A investigação da Comissão mostrou que as decisões fiscais emitidas pela Irlanda autorizaram uma atribuição artificial de lucros no seio da Apple Sales International e da Apple Operations Europe, o que não tem qualquer justificação factual ou económica. Em resultado das decisões fiscais, a maior parte dos lucros de vendas da Apple Sales International foi atribuída à sua ‘sede social’ quando esta ‘sede social’ não dispunha de capacidade operacional para organizar e gerir o negócio de distribuição ou qualquer outro negócio substantivo na matéria. Apenas a sucursal irlandesa da Apple Sales International tinha a capacidade para gerar qualquer rendimento a partir da comercialização, ou seja, da distribuição de produtos da Apple. Por conseguinte, os lucros de vendas da Apple Sales International deviam ter sido registados na sucursal irlandesa e aí tributados.
De igual modo, apenas a sucursal irlandesa da Apple Operations Europe tinha a capacidade para gerar qualquer rendimento a partir da comercialização, ou seja, da produção de certas linhas de computadores para o grupo Apple. Por conseguinte, os lucros de vendas da Apple Operation Europe deviam ter sido registados na sucursal irlandesa e aí tributados.

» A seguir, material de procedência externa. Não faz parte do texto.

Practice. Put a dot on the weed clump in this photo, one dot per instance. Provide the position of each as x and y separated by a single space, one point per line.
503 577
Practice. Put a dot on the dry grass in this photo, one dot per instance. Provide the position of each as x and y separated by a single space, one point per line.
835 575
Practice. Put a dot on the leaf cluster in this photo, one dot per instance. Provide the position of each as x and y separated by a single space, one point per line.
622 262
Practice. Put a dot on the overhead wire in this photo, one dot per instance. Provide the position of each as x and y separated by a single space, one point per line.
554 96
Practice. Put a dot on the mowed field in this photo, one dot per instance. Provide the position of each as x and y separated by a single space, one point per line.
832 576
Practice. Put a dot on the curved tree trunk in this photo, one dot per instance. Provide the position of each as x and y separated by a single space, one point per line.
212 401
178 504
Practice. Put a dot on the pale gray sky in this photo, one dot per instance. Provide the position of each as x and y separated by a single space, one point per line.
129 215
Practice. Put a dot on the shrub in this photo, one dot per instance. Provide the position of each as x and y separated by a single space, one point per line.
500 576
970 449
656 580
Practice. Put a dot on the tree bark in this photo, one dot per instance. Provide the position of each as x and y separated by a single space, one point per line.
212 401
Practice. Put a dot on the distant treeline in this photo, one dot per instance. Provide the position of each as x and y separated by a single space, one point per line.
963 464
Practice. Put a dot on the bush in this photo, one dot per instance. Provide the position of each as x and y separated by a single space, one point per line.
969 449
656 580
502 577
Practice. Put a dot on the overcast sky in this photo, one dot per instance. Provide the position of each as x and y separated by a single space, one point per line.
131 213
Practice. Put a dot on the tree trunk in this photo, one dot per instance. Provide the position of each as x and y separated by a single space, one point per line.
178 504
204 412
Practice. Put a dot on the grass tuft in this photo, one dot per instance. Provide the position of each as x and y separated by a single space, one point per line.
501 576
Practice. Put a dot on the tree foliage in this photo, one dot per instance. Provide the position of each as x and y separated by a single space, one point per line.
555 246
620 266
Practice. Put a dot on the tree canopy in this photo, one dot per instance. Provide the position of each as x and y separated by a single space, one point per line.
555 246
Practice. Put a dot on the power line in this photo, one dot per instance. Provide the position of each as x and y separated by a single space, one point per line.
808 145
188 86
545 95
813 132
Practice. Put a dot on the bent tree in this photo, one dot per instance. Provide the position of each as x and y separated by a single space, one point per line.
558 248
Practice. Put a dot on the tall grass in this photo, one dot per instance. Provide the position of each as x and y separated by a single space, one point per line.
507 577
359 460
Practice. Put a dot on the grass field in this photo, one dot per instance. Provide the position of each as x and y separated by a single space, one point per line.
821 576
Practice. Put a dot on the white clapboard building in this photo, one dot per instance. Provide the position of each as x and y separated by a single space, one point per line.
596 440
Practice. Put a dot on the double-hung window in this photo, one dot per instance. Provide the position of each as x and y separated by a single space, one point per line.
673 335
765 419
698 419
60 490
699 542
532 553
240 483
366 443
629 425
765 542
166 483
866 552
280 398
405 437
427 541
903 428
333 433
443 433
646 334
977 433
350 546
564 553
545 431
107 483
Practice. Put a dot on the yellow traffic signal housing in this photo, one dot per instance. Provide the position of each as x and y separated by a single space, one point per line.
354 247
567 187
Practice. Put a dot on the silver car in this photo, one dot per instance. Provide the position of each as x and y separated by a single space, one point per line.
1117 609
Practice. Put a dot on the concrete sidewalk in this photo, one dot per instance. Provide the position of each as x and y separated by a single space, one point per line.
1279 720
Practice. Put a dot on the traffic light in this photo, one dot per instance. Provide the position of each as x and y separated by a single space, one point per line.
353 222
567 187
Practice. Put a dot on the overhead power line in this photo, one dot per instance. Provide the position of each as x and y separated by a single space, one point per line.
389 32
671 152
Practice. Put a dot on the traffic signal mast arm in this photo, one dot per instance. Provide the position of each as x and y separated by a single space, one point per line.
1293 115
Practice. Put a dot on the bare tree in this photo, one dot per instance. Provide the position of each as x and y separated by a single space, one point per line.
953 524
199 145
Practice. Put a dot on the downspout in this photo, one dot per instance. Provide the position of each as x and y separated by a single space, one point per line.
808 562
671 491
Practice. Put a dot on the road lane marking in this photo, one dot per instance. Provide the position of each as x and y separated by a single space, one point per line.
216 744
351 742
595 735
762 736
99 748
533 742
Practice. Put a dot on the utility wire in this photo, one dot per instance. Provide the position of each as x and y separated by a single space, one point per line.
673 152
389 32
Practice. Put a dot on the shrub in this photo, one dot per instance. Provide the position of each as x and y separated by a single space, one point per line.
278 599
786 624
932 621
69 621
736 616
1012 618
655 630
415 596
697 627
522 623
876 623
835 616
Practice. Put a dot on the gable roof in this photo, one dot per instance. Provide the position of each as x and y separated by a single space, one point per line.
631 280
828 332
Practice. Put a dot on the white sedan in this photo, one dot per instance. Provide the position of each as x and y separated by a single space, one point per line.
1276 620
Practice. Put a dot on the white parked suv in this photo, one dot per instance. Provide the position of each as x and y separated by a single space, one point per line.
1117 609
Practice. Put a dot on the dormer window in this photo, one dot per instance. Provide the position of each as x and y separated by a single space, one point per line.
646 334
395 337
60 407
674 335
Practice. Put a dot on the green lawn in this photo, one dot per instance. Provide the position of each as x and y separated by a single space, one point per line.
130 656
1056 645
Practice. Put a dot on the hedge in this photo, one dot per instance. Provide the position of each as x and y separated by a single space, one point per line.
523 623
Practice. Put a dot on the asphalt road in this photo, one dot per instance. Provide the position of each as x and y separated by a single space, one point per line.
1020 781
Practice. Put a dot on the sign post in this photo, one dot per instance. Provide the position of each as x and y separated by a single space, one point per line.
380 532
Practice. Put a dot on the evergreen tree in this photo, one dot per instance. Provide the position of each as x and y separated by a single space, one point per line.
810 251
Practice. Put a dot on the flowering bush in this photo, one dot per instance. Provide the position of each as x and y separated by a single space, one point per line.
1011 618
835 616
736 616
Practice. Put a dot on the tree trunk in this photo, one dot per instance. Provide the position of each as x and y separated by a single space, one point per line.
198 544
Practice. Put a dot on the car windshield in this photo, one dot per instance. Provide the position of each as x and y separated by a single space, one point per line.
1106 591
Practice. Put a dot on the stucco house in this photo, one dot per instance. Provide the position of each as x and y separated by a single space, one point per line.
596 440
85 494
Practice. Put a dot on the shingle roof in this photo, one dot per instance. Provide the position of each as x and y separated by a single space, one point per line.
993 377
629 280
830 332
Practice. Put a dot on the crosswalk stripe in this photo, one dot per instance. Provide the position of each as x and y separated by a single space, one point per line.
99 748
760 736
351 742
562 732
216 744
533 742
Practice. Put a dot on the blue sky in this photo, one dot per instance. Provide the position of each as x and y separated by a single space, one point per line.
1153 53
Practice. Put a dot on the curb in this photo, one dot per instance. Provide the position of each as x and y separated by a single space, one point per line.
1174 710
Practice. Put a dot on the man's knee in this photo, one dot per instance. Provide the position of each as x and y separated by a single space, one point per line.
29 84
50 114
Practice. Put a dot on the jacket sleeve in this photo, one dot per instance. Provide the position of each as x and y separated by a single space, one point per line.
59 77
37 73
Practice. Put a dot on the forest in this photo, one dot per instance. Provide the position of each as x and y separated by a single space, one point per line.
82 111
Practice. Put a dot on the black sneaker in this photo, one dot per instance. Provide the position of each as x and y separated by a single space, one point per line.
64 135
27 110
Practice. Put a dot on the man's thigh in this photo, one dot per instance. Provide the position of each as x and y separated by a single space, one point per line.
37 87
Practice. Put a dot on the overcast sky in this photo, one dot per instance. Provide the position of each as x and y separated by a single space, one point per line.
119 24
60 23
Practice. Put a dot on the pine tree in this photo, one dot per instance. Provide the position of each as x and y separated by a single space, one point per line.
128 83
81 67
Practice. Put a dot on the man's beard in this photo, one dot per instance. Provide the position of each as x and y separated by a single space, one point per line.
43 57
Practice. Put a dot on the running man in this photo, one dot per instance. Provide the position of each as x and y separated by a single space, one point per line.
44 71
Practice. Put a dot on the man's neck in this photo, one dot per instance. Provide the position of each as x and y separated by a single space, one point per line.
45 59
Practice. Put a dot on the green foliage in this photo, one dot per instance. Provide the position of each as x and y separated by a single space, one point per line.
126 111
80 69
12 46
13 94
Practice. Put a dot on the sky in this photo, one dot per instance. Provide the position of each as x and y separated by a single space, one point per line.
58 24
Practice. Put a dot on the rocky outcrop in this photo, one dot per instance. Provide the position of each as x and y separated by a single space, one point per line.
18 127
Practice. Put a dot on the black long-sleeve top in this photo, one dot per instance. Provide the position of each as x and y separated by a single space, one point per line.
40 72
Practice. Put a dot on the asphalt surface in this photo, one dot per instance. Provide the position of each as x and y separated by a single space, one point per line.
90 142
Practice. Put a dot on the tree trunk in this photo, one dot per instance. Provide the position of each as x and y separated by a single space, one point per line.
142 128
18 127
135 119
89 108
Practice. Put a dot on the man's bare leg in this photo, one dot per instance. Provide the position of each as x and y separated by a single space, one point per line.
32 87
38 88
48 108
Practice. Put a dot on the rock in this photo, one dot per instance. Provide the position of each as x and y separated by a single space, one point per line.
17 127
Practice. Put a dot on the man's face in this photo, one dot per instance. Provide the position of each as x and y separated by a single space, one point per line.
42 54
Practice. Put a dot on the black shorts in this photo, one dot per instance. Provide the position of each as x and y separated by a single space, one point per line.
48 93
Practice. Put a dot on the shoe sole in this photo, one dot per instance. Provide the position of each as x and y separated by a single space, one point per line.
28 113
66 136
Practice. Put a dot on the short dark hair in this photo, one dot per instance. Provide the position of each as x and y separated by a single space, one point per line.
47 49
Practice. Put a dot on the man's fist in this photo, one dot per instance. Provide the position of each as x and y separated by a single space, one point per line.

Nesta base, a Comissão concluiu que as decisões fiscais emitidas pela Irlanda autorizaram uma atribuição artificial dos lucros de vendas da Apple Sales International e da Apple Operations Europe às suas ‘sedes sociais’, onde não foram tributados. Consequentemente, as decisões fiscais permitiram à Apple pagar substancialmente menos impostos do que outras empresas, o que é ilegal ao abrigo das regras da UE em matéria de auxílios estatais.
Esta decisão não põe em causa o sistema fiscal geral da Irlanda ou a sua taxa de imposto sobre as sociedades.